Statt Schwertern oder Gewehren tragen die Guerilla-Reporter Laptops und Kameras bei sich. Damit sind sie auf Demos unterwegs und zeichnen Polizeirepression auf.

Wo Kollegen der großen Medienunternehmen wegschauen, sind sie mit ihren Kameras dabei: Die Reporter des brasilianischen Netzwerks »Midia Ninja« sind Berichterstatter und Aktivisten in einer Person. Ihre Motivation: Unrecht aufklären und mit ihrem Journalismus Stellung beziehen.

Ninja steht für »Narrativas Independentes, Jornalismo e Ação« - Unabhängiger Journalismus und Aktion. Ein Ninja ist außerdem ein Partisanenkämpfer, eine Art japanischer Guerillero, und als solche verstehen sich die Aktivisten von Midia Ninja auch. Statt Schwertern oder Gewehren tragen sie Laptops und Kameras mit sich. Die Reporter besuchen Demonstrationen und folgen etwa Personen, die sie für Zivilpolizisten halten. Auch Provokateuren in den Reihen der Protestierenden bleiben sie auf den Fersen. Sie zeichnen alles mit ihren Kameras auf, beispielsweise, wie Polizisten auf wehrlose Demonstranten einprügeln. Wenn notwendig, legen sie ihre Kameras auch zur Seite: In einem Live-Stream zeigen sie, wie Journalisten einen Demonstranten befreiten, dem unterstellt worden war, einen Molotow-Cocktail geworfen zu haben. Die Videobilder der Reporter konnten das Gegenteil beweisen.
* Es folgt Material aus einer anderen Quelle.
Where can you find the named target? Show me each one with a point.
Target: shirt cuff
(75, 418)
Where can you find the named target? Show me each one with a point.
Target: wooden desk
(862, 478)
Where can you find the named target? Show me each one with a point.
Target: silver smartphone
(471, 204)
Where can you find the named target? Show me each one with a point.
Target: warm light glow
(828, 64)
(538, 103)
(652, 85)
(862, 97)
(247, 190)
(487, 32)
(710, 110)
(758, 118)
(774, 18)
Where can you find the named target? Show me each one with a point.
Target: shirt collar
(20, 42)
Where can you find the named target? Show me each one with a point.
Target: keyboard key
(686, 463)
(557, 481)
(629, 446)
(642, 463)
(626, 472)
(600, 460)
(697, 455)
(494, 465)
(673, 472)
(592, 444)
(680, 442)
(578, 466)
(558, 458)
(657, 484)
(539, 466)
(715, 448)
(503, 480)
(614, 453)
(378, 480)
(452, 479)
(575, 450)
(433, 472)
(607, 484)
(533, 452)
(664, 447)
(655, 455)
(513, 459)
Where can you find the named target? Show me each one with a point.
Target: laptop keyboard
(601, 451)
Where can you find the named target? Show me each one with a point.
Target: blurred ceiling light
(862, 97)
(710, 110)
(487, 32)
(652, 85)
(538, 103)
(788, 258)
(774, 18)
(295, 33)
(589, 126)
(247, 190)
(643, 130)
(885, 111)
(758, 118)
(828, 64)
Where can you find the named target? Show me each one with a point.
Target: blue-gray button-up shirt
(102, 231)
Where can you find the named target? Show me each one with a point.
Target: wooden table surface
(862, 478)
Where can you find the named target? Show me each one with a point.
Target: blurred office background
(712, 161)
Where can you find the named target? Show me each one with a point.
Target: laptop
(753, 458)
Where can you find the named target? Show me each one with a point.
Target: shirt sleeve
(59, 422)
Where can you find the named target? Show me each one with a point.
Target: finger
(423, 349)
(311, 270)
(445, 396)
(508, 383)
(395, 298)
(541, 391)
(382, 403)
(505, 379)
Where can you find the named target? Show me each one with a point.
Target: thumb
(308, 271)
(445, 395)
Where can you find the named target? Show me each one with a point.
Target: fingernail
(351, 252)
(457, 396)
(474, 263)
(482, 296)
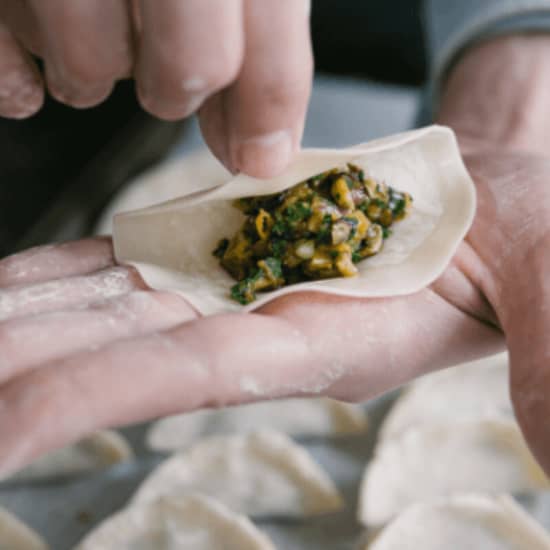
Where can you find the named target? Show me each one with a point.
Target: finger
(21, 88)
(23, 24)
(87, 46)
(526, 320)
(267, 105)
(188, 50)
(44, 263)
(213, 124)
(299, 348)
(67, 293)
(512, 236)
(59, 334)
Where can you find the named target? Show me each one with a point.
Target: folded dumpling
(262, 474)
(438, 460)
(171, 244)
(15, 535)
(469, 522)
(321, 417)
(97, 451)
(194, 522)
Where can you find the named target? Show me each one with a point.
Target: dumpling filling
(320, 228)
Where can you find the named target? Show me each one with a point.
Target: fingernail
(264, 155)
(22, 104)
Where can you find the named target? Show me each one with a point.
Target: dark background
(59, 168)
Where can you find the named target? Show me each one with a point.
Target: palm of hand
(106, 351)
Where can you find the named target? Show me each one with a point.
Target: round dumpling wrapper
(171, 244)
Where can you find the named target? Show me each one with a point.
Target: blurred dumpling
(194, 522)
(470, 521)
(319, 417)
(259, 474)
(437, 460)
(15, 535)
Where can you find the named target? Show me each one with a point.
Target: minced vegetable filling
(317, 229)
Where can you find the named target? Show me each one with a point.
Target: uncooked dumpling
(473, 391)
(195, 171)
(438, 460)
(100, 450)
(15, 535)
(260, 474)
(296, 417)
(171, 244)
(463, 522)
(194, 522)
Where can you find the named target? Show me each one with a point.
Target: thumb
(526, 321)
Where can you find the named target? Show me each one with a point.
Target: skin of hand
(504, 107)
(244, 65)
(85, 345)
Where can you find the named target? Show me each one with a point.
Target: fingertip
(264, 155)
(23, 104)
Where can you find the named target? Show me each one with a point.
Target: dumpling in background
(472, 391)
(294, 417)
(465, 522)
(260, 474)
(193, 522)
(15, 535)
(95, 452)
(437, 460)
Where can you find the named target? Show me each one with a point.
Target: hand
(504, 107)
(246, 64)
(85, 345)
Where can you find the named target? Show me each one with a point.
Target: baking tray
(64, 511)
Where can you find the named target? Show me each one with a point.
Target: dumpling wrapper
(320, 417)
(15, 535)
(194, 522)
(97, 451)
(263, 474)
(171, 244)
(438, 460)
(472, 391)
(469, 522)
(196, 171)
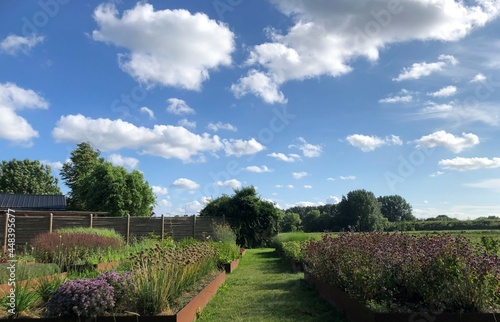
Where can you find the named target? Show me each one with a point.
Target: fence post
(162, 226)
(128, 228)
(194, 226)
(6, 231)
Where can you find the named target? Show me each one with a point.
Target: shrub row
(402, 272)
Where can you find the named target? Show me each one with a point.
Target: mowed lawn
(263, 288)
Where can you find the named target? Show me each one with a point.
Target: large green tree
(254, 220)
(396, 208)
(97, 185)
(291, 222)
(27, 177)
(81, 163)
(111, 188)
(360, 211)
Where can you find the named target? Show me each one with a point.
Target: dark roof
(32, 202)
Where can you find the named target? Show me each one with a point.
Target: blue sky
(304, 99)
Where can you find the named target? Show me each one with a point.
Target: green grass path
(263, 288)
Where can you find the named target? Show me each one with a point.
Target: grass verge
(263, 288)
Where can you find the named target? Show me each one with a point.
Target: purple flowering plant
(402, 272)
(91, 297)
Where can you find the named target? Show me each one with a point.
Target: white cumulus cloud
(369, 143)
(467, 164)
(444, 92)
(158, 190)
(165, 47)
(490, 184)
(326, 36)
(299, 175)
(120, 160)
(397, 99)
(14, 44)
(333, 200)
(232, 183)
(308, 150)
(419, 70)
(239, 148)
(187, 124)
(478, 78)
(261, 85)
(258, 169)
(178, 107)
(283, 157)
(449, 141)
(14, 99)
(148, 111)
(222, 126)
(185, 184)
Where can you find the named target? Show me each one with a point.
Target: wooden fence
(27, 227)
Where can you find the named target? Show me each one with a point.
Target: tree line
(95, 184)
(359, 210)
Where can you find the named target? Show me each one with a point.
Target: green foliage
(72, 249)
(315, 221)
(110, 188)
(292, 250)
(492, 245)
(395, 208)
(104, 232)
(48, 285)
(254, 220)
(28, 271)
(296, 236)
(27, 177)
(82, 161)
(160, 275)
(360, 211)
(99, 185)
(226, 251)
(291, 222)
(24, 298)
(431, 225)
(408, 272)
(223, 233)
Im Gegensatz zu Reportern der großen Medienanstalten gelten die Ninja-Journalisten als glaubwürdig. »Die Menschen haben das Vertrauen in die traditionellen Medien verloren. Sie sind es leid, manipuliert zu werden«, sagt Cazú Barros, einer der mehreren hundert Ninja-Reporter.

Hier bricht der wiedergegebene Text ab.